This week, we learned how to become likable in mere minutes, which “work uniforms” make mornings easier, and why certain LinkedIn messages earn higher responses than others.
These are the stories you loved in Leadership for the week of July 14:
1. Do These 5 Emotionally Intelligent Things Within 5 Minutes Of Meeting Someone
When it comes to making a good first impression, it may be more important to appear likable than smart. After all, nobody’s likely to remember you positively if they didn’t find you pleasant to be around. From finding common talking points to reiterating your new acquaintance’s name, these are a few emotionally intelligent things to do in the first moments after meeting someone new.
2. These Six Women’s “Work Uniforms” Will Make Your Mornings Easier
In an ideal world, nobody would be judged by their appearance. But the truth is that in the workplace, how we present ourselves still unfairly carries over to how competent we appear to others–especially for women. Figuring out how to dress each morning can be a waste of mental energy, though, which is why having a “work uniform” to default to can be very helpful. Fast Company‘s Liz Segran spent some time testing different options to suit every industry. Here’s what she found.
3. These Are The LinkedIn InMails That Get The Highest Response Rates
Writing an effective LinkedIn InMail message isn’t that different from writing a good email: Make your message too broad, and the recipient might ignore you, but sound too pushy and it’ll result in the same thing. This week a product marketing manager at LinkedIn dug into the numbers to find out which types of messages earn the highest responses. The one difference with email? It really doesn’t matter when you send it.
4. We Need A Massive Remote-Worker Hiring Spree In The American Heartland
Stephane Kasriel, CEO of the freelancing platform Upwork, says one possible solution to the divisions in American society has to do with hiring. The same way companies set diversity targets, he argues in an OpEd this week, they should also set geographically based hiring goals. This would help bring jobs to qualified workers outside of urban business centers on the coasts. But it would only work on one condition: “Just don’t ask them to move.”

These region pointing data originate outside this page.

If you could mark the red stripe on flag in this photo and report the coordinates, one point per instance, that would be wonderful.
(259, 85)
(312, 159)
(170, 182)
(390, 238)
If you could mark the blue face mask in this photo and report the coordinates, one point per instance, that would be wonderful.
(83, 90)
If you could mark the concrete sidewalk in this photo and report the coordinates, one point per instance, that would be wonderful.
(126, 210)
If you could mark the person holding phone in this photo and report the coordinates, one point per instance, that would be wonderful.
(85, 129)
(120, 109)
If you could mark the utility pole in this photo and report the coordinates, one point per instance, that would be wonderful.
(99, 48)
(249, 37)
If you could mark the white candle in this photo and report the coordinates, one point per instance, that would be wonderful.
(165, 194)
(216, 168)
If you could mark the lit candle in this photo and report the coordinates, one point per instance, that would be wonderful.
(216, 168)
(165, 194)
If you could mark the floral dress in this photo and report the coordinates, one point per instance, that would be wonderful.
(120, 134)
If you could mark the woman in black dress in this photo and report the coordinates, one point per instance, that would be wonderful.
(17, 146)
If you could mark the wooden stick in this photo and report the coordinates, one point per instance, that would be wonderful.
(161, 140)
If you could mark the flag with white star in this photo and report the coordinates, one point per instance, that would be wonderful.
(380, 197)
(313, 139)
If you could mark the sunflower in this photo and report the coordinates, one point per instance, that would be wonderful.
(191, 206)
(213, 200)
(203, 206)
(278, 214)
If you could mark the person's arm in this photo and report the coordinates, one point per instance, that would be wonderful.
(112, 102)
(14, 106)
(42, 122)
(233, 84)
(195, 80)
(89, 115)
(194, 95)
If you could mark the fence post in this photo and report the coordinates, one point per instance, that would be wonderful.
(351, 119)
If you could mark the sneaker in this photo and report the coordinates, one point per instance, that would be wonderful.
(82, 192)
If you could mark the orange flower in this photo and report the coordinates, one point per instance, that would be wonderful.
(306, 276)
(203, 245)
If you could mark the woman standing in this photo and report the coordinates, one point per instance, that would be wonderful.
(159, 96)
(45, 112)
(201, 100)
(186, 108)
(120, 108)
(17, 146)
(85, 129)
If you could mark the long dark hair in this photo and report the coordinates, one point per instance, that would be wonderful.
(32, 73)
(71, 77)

5. These Are The Job Skills Of The Future That Robots Can’t Master
For all the talk of a skills gap in STEM fields, research shows that things like communication and problem-solving are still hard to come by–particularly for companies looking to fill executive positions. So when you’re thinking about what training might benefit you, it might be better to focus on those “soft skills” rather than software. As technology executive Paul Roehrig puts it, “It sounds counterintuitive, but to beat the bot, you need to be more human.”